What no one seems to say about legacy admissions is that it is a “self-correcting” proposition. To the extent that ‘diversity’ grows in numerical reflection in the distribution of graduates, ‘legacy’ will benefit the beneficiaries of diversity. It might take a few years for the children of a preponderance of dread ‘Euro’ white males to age past college years, but change is already written into the program. It would suit sociological discussants to be conversant with the notion embodied in rates of change, in differential equations (which, after all, lie in the infrastructure beneath multivariate regression analysis).Scrap the ‘males’ designation; all children are born of woman. And to the extent lower scores may admit a ‘diversity’ applicant, who carries on to the finish, his or her children will benefit as well, from ‘legacy’ and ‘diversity’ both.This is not an argument why legacy admissions should exist: certainly one can be made, if only as a coupon for return patronage of the institution. Arguments can be made against as well. My point is that legacy need not be seen as inherently and ineluctably unjust.My argument is also that: one must consider the dynamics of change and the time for it to take place in socio-cultural critique. Most often, however, this aspect is not considered, and this is, frankly, a facet of the anti-rational, anti-empirical, anti-scientific frame of modern social criticism, not to mention of quantitative illiteracy.

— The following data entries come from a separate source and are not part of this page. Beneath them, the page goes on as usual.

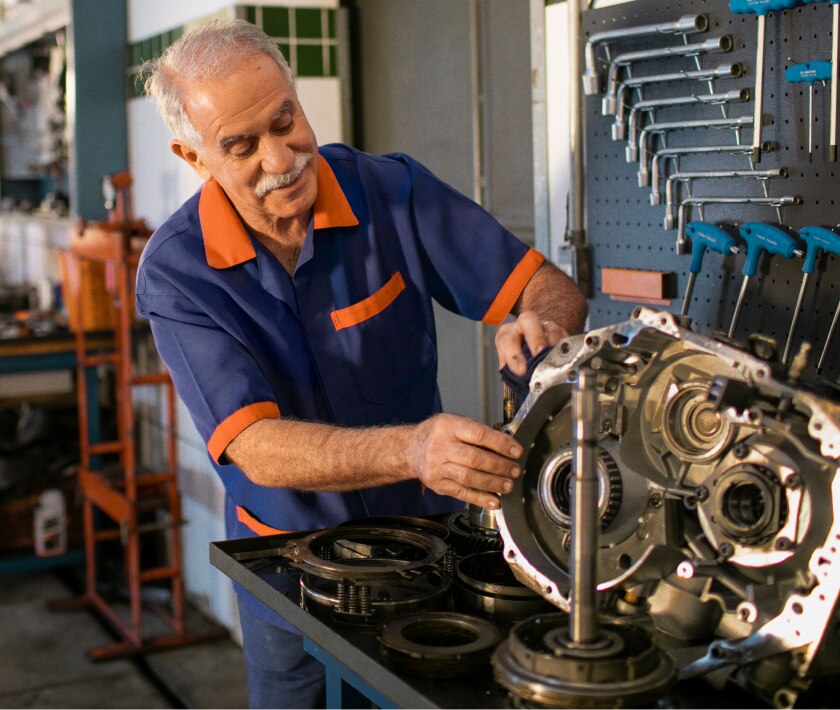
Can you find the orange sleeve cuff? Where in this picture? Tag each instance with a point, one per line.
(249, 521)
(236, 422)
(512, 288)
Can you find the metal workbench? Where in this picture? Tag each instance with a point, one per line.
(350, 656)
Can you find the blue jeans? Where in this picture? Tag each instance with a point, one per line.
(280, 673)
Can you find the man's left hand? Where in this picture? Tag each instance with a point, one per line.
(529, 330)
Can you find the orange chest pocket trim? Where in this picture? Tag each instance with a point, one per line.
(249, 521)
(371, 306)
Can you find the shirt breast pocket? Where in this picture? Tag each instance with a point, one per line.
(386, 340)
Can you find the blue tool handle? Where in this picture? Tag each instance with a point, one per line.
(819, 239)
(753, 7)
(809, 72)
(761, 237)
(704, 236)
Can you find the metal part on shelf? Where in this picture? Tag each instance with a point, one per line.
(365, 552)
(403, 522)
(485, 583)
(465, 537)
(365, 574)
(538, 664)
(369, 602)
(726, 530)
(438, 644)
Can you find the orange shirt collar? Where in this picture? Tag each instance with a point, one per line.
(226, 240)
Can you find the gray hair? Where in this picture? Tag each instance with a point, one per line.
(207, 51)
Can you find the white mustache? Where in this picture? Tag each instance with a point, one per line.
(274, 181)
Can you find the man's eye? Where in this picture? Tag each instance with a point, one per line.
(283, 125)
(243, 150)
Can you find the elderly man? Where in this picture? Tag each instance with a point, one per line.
(291, 299)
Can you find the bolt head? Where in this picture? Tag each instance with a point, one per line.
(740, 450)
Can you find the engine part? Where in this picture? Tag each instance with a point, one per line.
(403, 522)
(438, 644)
(485, 584)
(725, 534)
(364, 552)
(363, 574)
(467, 535)
(538, 664)
(687, 177)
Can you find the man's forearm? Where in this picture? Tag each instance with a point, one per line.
(451, 455)
(553, 296)
(318, 457)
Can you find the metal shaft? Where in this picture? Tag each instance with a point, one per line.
(739, 305)
(689, 290)
(795, 319)
(829, 336)
(761, 26)
(810, 122)
(583, 624)
(835, 29)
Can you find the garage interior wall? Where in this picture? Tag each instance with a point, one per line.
(447, 82)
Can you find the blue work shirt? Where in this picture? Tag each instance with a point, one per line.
(348, 339)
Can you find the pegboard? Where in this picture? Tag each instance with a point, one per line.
(626, 231)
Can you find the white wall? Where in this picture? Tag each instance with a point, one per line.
(161, 183)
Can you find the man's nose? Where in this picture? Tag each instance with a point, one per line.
(277, 158)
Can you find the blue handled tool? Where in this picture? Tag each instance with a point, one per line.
(809, 73)
(817, 240)
(835, 31)
(704, 236)
(761, 8)
(761, 237)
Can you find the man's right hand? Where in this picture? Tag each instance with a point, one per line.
(457, 456)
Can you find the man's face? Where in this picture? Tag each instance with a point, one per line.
(257, 145)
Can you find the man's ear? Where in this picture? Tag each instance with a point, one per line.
(190, 156)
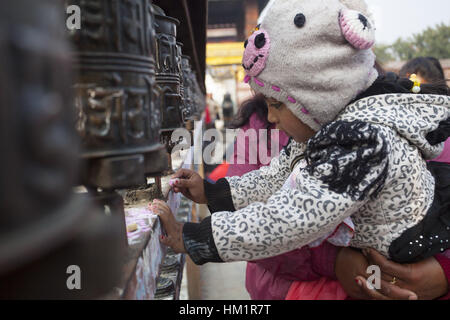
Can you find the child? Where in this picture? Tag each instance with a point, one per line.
(356, 152)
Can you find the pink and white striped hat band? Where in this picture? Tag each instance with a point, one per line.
(313, 55)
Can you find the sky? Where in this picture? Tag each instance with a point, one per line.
(402, 18)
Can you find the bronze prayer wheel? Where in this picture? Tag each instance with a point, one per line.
(119, 117)
(168, 71)
(44, 226)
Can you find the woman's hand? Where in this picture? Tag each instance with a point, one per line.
(351, 271)
(190, 184)
(426, 278)
(174, 229)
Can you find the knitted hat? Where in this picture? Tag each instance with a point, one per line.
(312, 55)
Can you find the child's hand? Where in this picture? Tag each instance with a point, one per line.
(190, 184)
(174, 229)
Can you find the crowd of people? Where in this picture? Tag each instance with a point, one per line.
(362, 177)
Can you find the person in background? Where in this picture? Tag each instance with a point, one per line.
(315, 194)
(227, 109)
(429, 71)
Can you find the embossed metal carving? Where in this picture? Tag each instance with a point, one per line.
(43, 224)
(168, 71)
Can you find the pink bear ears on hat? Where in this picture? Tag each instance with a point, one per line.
(357, 29)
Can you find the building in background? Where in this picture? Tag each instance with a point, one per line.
(230, 23)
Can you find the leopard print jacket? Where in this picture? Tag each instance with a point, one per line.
(368, 164)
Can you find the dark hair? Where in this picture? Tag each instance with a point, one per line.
(427, 67)
(389, 82)
(256, 104)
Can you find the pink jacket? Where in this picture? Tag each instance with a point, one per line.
(270, 279)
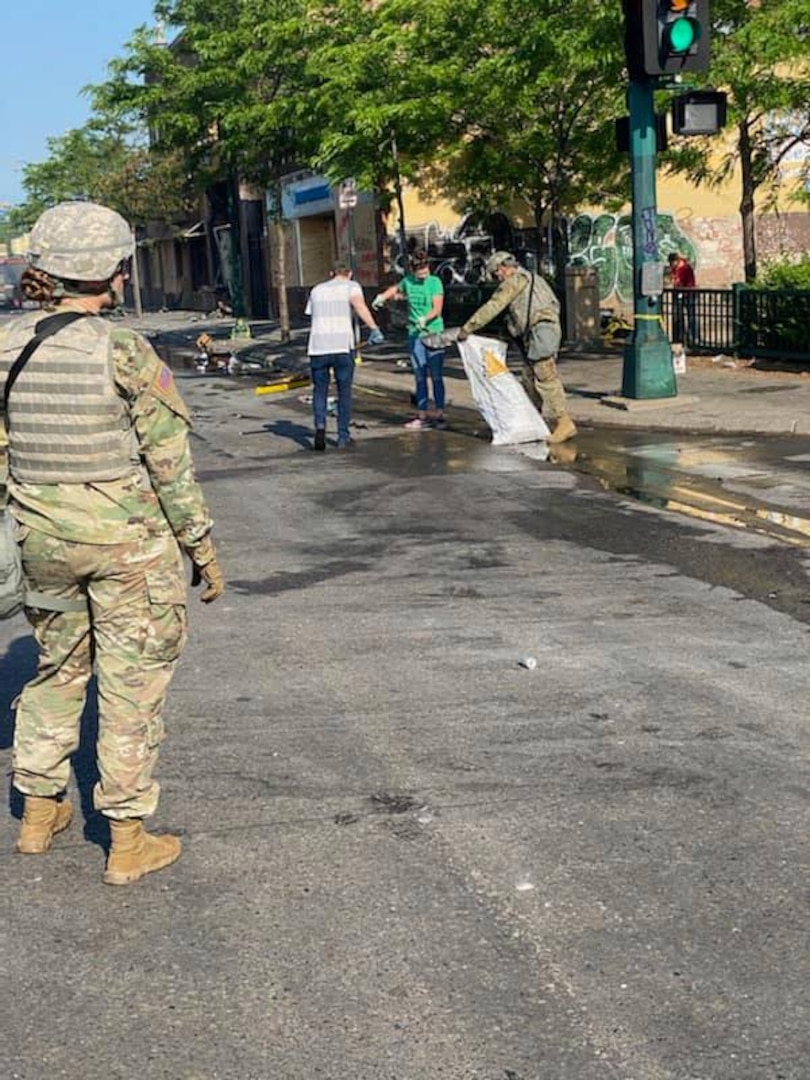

chuckkle - September 21, 2010 at 8:06 pm

Bauerlein:”And chuck, you haven’t provided any examples of open arguments for legacy admissions.”Mark, I guess you don’t understand your own argument. You said: “I agree with you, of course, about admissions based on money and legacy {that is that they are bad, indefensible], and I don’t know of anybody who comes out and defends them openly”OK, if you agree they are wrong, and no one defends them, then it should be easy to change them. I invited you to put your shoulder to the wheel and do something about it at Emory. UNLESS you are saying that “gentlemen’s agreement” versions of class privilege, racism, sexism, and anti-Semitism are just fine and no one should rock the boat by asking questions that might reveal the underlying ideology and policy. What will it be Mark? Meritocracy or Legacy?Chuck Kleinhans

chuckkle - September 22, 2010 at 1:49 am

Oh, BTW, if you Google:legacy admissions are defensibleyou will get 30,000+ hitsJust the first 50 or so give you lots of examples of “open” arguments.Chuck Kleinhans

dhenderson46 - September 22, 2010 at 8:15 am

I cannot imagine that anyone familiar with college campuses these days believes that “diversity” has somehow muted or eliminated identity politics or attacks on various allegedly “privileged” groups. “White privilege” and “male privilege” are still the coin of the realm in many quarters. Many white male graduates learn in their time on campus that they are, as one recent law school graduate described to me, responsible for most of the ills and evils of society. Diversity may be a feel-good veneer, but it has not really produced a non-accusatory environment.

markbauerlein - September 22, 2010 at 10:34 am

Yes, dhenderson, identity politics continues on campus, but from what I see and hear it is a lot less audible than the celebrations of diversity.